原発再稼働の前に将来像を 科学医療部長・上田俊英
朝日デジタル 朝刊(2013年07月09日)より転載

 われわれが急ぐべきは、将来のエネルギー利用のなかで原発をどう位置づけるかをはっきりさせることだ。安易に原発を再稼働させることではない。

 電力会社が再稼働を急ぐ理由は、もっぱら経営問題だ。東京電力の広瀬直己社長が5日、新潟県の泉田裕彦知事に柏崎刈羽原発の再稼働申請に理解を求めたとき、「安全よりもお金を優先したのですね」と言った知事のことばは、本質を突いている。

 福島第一原発事故から2年以上がたつ。

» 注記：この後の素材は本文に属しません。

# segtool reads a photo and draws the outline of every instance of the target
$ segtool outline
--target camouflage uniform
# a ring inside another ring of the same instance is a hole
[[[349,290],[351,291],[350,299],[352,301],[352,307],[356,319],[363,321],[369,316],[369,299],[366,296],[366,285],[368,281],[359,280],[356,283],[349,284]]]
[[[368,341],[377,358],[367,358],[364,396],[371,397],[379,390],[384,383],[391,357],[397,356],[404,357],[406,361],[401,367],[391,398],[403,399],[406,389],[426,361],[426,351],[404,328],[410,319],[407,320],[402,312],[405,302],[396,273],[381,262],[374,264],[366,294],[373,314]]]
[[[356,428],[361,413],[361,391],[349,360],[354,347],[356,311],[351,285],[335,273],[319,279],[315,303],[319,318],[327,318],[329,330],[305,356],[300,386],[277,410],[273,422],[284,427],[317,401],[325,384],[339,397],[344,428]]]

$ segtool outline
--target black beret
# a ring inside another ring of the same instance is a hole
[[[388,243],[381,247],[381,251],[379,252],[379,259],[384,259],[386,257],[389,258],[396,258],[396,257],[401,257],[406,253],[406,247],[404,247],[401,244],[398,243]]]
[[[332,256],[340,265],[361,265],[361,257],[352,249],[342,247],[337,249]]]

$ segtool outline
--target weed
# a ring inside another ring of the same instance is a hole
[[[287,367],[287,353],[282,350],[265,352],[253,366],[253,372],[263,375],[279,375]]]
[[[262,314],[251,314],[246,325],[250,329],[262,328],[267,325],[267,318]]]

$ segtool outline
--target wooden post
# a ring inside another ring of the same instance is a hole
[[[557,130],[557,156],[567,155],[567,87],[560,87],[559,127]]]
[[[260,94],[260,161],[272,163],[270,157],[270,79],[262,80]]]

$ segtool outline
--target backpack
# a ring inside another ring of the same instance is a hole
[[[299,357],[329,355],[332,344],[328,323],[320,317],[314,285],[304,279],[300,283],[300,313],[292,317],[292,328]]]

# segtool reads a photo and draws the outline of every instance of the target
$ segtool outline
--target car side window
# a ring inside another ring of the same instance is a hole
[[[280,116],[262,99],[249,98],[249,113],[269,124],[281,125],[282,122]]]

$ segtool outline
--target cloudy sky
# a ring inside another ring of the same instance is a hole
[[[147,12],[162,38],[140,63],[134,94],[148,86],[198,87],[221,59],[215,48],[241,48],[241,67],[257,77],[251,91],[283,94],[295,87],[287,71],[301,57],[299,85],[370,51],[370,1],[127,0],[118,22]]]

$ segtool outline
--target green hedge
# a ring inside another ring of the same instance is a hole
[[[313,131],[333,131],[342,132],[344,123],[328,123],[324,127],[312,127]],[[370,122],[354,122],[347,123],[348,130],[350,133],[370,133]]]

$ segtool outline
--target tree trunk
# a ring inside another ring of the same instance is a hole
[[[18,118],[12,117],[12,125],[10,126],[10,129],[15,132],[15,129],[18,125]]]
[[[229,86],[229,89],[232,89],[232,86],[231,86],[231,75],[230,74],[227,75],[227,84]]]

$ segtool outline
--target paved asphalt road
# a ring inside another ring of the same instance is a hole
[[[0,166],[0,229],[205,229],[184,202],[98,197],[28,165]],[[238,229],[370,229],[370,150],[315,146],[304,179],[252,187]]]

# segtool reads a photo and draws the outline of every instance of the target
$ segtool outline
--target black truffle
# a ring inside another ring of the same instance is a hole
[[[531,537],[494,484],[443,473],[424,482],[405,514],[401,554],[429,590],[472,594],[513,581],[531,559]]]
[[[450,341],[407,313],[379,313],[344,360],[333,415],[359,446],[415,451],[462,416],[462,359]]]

しかし、日本にどれだけの原発が必要か、いつまで使い続けるのか、原発は安全なのか、といった根本的な議論はまったく進んでいない。エネルギーの将来をめぐる政府内の議論は止まっている。

 事故後、原発の安全規制は強化された。独立性が高い原子力規制委員会が発足し、原発の運転期間を原則40年に制限した。活断層の影響をより厳密に再評価する制度もできた。

 しかし、何が事故の原因だったのか、どうすれば防げたのかといった問題に明確な答えは出ていない。再び大事故が起きたときの防災対策も不十分だ。

 事故によって、われわれは原発が抱える途方もない危険性を知った。多くの人々がいまも放射線の不安のなかで避難生活を強いられている。原発がなくてもふつうに生活できることも知った。いま稼働している原発は、わずか2基。それでも節電などの工夫によって、停電することはない。

 国内には50基の原発があるが、その3割にあたる14基は2020年までに稼働40年を超える。原発はいや応なしに減っていく。

 国民の多くは原発を減らしたいと思っている。原発に頼るやり方は限界にきている。理念なき原発の再稼働は将来に禍根を残す。